Brief Recap – Or I Can’t Be Bothered To Read The Other Articles
In the first article in the series, we introduced the prime concept of SRE, that of MADARR. Measure, Analyse, Decide, Act, Reflect, and Repeat, which is the infinity loop of the SRE. MADARR posits that complete cover monitoring or total Observability will remove the dark spots that hide unknown-unknowns. Furthermore, Observability allows Site Reliability Engineers to analyse the information gathered to better identify weaknesses in service areas.
The second post developed further the concept of Observability and how it differed from Monitoring. Next, we discussed the low-hanging fruit involving the use of code pipelines, which tighten the rigour surrounding IaC and application installation and configuration. Finally, explaining how load and Scale consulting aids in the reduction of toil and improving service resilience by allowing the environment to be correctly sized for purpose and scaled for future expansion.
Our third article discussed the low-hanging fruit that makes up the building blocks in migrating an Operations team from reaction-based Operations to one based on continual improvement. Here we start to look deeper at procedural and structural changes to processes that an IT department or MSP uses to deliver service to their users and clients.
Our fourth article developed the concept of Blue-Green Deployments and the benefits that it can bring to an architectural design from the standpoint of stability and the improvements to code and feature updates deployments in terms of quicker failback and safer staged rollout procedures.
The previous article in this series, the fifth, developed further the concept of Scale and Load in regards to enhancing application stability and investigated the benefits of APM (Application Performance Monitoring or Management)
As we stated in the conclusion of the last article, it is time to let loose the chaos and approach nirvana at the head of your simian army.
What The Heck Is The Simian Army and Why Do They Cause Chaos?
A little bit of SRE history
Netflix, the global streaming giant, had in 2008 decided to move its service to AWS due to the ever-increasing costs consummate with their growing business.
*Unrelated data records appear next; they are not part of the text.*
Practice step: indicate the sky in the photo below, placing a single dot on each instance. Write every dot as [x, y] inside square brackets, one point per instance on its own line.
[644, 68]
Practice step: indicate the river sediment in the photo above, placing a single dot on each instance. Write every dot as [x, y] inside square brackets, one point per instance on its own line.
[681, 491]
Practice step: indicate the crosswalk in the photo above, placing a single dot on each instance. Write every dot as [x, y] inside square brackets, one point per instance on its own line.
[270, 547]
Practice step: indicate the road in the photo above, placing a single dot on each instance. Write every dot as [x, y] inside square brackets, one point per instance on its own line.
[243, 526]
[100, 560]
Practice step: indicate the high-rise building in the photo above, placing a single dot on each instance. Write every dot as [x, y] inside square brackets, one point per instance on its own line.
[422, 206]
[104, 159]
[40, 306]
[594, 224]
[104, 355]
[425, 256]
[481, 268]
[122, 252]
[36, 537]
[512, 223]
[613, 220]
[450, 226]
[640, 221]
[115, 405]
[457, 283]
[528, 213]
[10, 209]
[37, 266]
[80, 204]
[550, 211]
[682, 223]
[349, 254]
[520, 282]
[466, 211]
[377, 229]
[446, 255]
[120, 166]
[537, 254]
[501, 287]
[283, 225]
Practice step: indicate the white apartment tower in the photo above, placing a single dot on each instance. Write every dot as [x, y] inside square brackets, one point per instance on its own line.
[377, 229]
Around 2011 the greater IT community started to hear about a service Netflix had introduced to address the lack of resilience inherent to the Cloud. Netflix had found that the lack of control surrounding the underlying infrastructure left them uncomfortable; they had no visibility, and AWS’s concept of a fault zone consisted of an entire availability zone or even a region. Greg Orzell, (a then Engineer at Netflix) had the idea to create a tool the test their application’s resilience by injecting faults and breakdowns into their Production environment; yes, you read that right, their production environment. A service that programmatically injects random errors and outages into a live service is a scary concept. The Operational engineers pushed back because their SLAs would be affected; the business attempted to push back because it could directly affect their end-users experience and the business’s bottom line if they left the service. However, it was argued correctly that Netflix had to move from their development model that assumed no breakdowns to a model where infrastructure breakdowns were an occupational hazard, i.e. breakdowns were considered inevitable. The Netflix developers needed to consider much more than just their application; they needed to consider implications against the entire stack.
The first service Orzel introduced was the Chaos Monkey, which randomly shut down EC2 instances. Over the next several years, the Chaos Monkey was joined by several other services that programmatically introduced faults, errors, latency, downed containers, shut down racks, and caused DNS errors, growing out to become the simian army. The biggest hitters of the Simian Army were the Chaos Gorilla, which simulates the failure of an availability zone and Chaos Kong, which effectively dropped an entire AWS region. The concept of Chaos has become so successful that it has become a field of engineering itself.
How do we introduce Chaos to drive our move to Nirvana?
The introduction of Chaos into an environment is not a trivial task. For example, consider this situation, a team member accidentally powers off a customer’s core line of business application, which causes several thousands of (insert your currency of choice) to your customer.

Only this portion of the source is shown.